His comments sparked an investigation by authorities into whether Shona was exposing the boy to heavy drug use at the family home.
The case of Shona Banda, 37, was forwarded Monday to the Finney County district attorney’s office for a decision about charges, Garden City Police Capt. Randy Ralston said. Possible charges include possession of marijuana with intent to distribute, possession of drug paraphernalia and child endangerment, the department said in a news release.
No arrests have been made.
The divorced Garden City mother said she did not get custody of her son back following a hearing Monday in Finney County District Court, after Kansas authorities had placed the boy into protective custody.
“That’s OK — I am not giving up,” Banda said. “I will, I will get him and I am not going to stop until I do.”
Banda, a motivational speaker and author on the medical marijuana issue, has been at the center of a social media storm after she went public with her story. Several supporters rallied Monday at a park near the courthouse.
“It is a hot topic all across the United States,” Ralston said of the social media attention. “It doesn’t surprise me.”
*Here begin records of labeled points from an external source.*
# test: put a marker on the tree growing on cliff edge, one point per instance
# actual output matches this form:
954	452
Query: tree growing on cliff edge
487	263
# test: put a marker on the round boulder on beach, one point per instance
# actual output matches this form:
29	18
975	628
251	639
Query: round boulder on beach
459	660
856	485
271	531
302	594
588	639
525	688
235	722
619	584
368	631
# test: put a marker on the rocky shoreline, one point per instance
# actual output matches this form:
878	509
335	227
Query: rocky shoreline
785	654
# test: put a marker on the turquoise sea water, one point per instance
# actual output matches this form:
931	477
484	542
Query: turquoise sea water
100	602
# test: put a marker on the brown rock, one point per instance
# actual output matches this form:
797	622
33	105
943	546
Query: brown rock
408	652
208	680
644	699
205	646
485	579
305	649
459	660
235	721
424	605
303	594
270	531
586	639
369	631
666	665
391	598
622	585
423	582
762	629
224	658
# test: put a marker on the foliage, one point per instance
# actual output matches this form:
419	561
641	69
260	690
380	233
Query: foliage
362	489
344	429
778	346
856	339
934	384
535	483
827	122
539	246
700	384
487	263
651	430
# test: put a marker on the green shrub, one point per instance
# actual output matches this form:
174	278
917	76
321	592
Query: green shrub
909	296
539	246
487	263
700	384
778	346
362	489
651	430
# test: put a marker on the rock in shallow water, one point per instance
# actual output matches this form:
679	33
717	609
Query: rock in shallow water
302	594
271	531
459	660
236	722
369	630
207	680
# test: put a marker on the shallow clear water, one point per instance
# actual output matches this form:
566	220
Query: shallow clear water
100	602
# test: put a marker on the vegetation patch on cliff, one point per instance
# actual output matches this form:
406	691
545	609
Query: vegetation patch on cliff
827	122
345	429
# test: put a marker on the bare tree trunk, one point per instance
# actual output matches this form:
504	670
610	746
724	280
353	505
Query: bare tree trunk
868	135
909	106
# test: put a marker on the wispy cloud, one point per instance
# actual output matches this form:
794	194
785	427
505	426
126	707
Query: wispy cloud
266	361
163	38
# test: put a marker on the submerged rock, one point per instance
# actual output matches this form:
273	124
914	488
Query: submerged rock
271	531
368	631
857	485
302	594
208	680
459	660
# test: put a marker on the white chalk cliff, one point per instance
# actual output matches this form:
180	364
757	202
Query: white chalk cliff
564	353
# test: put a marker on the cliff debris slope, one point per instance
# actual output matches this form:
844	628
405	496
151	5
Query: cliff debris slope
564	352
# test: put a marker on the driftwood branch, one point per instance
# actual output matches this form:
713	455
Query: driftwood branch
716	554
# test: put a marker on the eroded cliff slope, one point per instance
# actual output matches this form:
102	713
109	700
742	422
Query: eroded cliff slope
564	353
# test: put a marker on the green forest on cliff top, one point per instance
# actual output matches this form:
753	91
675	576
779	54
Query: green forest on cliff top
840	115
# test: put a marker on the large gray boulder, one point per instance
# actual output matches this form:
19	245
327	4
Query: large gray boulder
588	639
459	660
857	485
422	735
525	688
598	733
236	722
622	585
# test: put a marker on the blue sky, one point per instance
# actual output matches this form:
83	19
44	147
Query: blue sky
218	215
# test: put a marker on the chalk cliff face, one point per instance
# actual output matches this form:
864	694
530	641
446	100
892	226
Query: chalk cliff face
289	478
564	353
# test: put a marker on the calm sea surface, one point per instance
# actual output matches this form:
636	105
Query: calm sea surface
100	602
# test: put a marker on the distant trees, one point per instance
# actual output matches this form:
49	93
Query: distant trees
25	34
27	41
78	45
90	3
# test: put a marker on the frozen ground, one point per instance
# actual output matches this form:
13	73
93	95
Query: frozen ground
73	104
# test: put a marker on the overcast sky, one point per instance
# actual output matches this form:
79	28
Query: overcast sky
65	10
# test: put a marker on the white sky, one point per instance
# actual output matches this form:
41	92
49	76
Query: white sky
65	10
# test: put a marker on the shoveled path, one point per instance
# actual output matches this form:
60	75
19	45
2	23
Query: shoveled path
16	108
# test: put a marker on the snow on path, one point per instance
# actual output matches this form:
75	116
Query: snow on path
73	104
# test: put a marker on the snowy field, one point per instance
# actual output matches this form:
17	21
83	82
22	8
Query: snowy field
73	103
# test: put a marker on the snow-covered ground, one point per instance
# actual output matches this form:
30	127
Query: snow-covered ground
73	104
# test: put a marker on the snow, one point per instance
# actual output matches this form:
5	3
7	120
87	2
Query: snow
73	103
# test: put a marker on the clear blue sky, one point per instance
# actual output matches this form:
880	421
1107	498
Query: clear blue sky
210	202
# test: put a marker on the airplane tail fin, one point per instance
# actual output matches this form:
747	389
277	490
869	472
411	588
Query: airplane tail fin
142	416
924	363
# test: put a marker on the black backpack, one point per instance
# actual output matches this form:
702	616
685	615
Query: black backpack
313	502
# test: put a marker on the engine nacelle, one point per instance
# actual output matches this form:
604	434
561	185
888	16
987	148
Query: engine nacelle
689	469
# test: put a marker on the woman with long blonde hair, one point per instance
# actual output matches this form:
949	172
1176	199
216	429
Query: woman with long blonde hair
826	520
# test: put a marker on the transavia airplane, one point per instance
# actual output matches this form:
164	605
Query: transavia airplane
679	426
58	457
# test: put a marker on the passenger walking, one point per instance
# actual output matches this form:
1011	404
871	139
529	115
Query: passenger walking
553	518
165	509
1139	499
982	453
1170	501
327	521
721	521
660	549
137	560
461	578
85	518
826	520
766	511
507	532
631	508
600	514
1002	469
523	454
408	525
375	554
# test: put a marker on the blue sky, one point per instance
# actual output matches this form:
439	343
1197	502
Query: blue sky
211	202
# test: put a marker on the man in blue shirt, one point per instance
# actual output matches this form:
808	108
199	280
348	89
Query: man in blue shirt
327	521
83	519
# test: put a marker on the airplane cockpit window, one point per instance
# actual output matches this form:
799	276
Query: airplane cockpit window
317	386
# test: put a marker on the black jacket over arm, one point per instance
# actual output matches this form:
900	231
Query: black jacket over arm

Banda is the author of a book “Live Free or Die: Reclaim your Life . . . Reclaim your Country!” that recounts her use of a concentrated cannabis oil to treat Crohn’s Disease.
A gag order has since been issued in the custody case, Banda said. Her attorney, Sarah Swain, did not respond to a phone message left at her office.
Banda’s legal problems began March 24 when police were called to her son’s school for a child welfare check following a drug and alcohol presentation. Investigators allege the boy told school officials that his mother and other adults in his home were avid drug users and that there was a lot of drug use occurring at the home.
Banda refused to allow officers to search the home, and police stayed at the scene and denied her entry to it until they could obtain a search warrant. A search subsequently found about 1¼ pounds of marijuana and a lab for manufacturing cannabis oil on the kitchen table and counters, drug paraphernalia and other related items, police said. Authorities said the items were within easy reach of the child.
“The most important thing here is the child’s well-being,” Ralston said. “That is why it is a priority for us, just because of the danger to the child.”
Authorities took the boy into protective custody and placed him with his father, Ralston said. But when the boy ended back with his mother again, authorities then took the boy back into protective custody.
Garden City School Superintendent Rick Atha said the school is cooperating with the investigation and declined further comment.
The Kansas Department of Children and Families also declined to talk about the case, citing confidentiality reasons. But its spokeswoman, Theresa Freed, said that generally the agency’s goal ultimately is to “keep families together when it is safe to do so.”
The latest available figures show that between July 1, 2014, and March 31 of this year Kansas removed 306 children from their homes because of alleged drug abuse by a parent, not counting cases involving methamphetamine. That accounts for 11 percent of the child welfare removals in Kansas.